As we were going through the form later on, she turned to me in tears and said she hadn’t even realized the incident could be considered sexual harassment until I had encouraged her to file a complaint. Suddenly, I recognized I had also been the victim of similar behavior for months, even years. None of it could quite qualify for a written claim, but it had nevertheless made me feel uncomfortable on a level so deep that it was practically unrecognizable.

Instead, I’ve grown so accustomed to this sort of conduct within the context of the food-service industry that at first I genuinely didn’t even believe it to be a substantial enough issue to raise it with the rest of my team. Here I was standing up for her, without recognizing that I needed to stand up for myself as well. After talking with her at length about the specific incident, as well as the way in which it was handled and nearly overlooked, we both grew to understand that this was in no way an isolated situation. I began to reflect on the larger issues at hand — the ways in which restaurant culture facilitates and fosters an environment where blatant misconduct is brushed off and ingrained sexism is standard. With her full support and insight, I decided it was time to bring both of our stories to light. It was time to try to change the standard.

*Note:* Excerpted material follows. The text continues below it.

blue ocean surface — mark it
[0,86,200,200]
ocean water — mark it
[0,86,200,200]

I began sending pitches and proposing stories that highlighted not only this incident but also the entire system and mindset it exposes. In a response from one editor, I was told that it is simply too difficult to corroborate and report on every allegation of toxic workplace culture that comes their way. While I understand the difficulty and legal ramifications in publishing specific harassment allegations, my story requires no such corroboration. It is one thing to publish stories of outward harassment and specific assault, while it is another to actually address these issues in a way that seeks to eradicate them.

As a woman working in both restaurants and food media, I have been disappointed more times than not by the ways in which major publications fail to address the exploitation and core systematic inequalities that are inherent to the industry. To turn down these stories is to remain willfully ignorant and complicit in a system that dehumanizes the people within it.

I have been guilty of remaining a passive participant, reacting to mistreatment with timid smiles and nervous laughter. I have seen inappropriate interactions that were easy to dismiss as “not sexual harassment,” and therefore easy to dismiss altogether. Anyone who works in a restaurant can say the same, even though it was never okay. I want other women, women like me, to see that they don’t need to brush anything off, no matter how small. It’s time to stop being complicit.

As more dining establishments reopen and adapt to the changing landscape forged by COVID-19, now is the time for food writers and reporters to do better. Men in all areas of the industry need to understand the fundamentally imbalanced and privileged position they are in, as well as how difficult it is for women to come forward and speak about sexism in any form without feeling vulnerable both personally and professionally. Despite increasing diversity, male-dominated restaurant spaces also remain unsafe and inaccessible to many.

There is a dangerous misconception that inequity has been resolved. While the past few years have certainly seen an increasing presence of women and Black people and LGBTQ+ folks within the industrial-kitchen space, these groups also face steeper obstacles and higher expectations in order to reach the same level as their white male counterparts.

The fact remains that there are glaring, underlying, and universal gender issues in restaurants. I am frustrated by these issues, and by the people who seem uninterested in exposing them. It is time for the people in power to use their positions to move beyond simple compassion and toward true cooperation.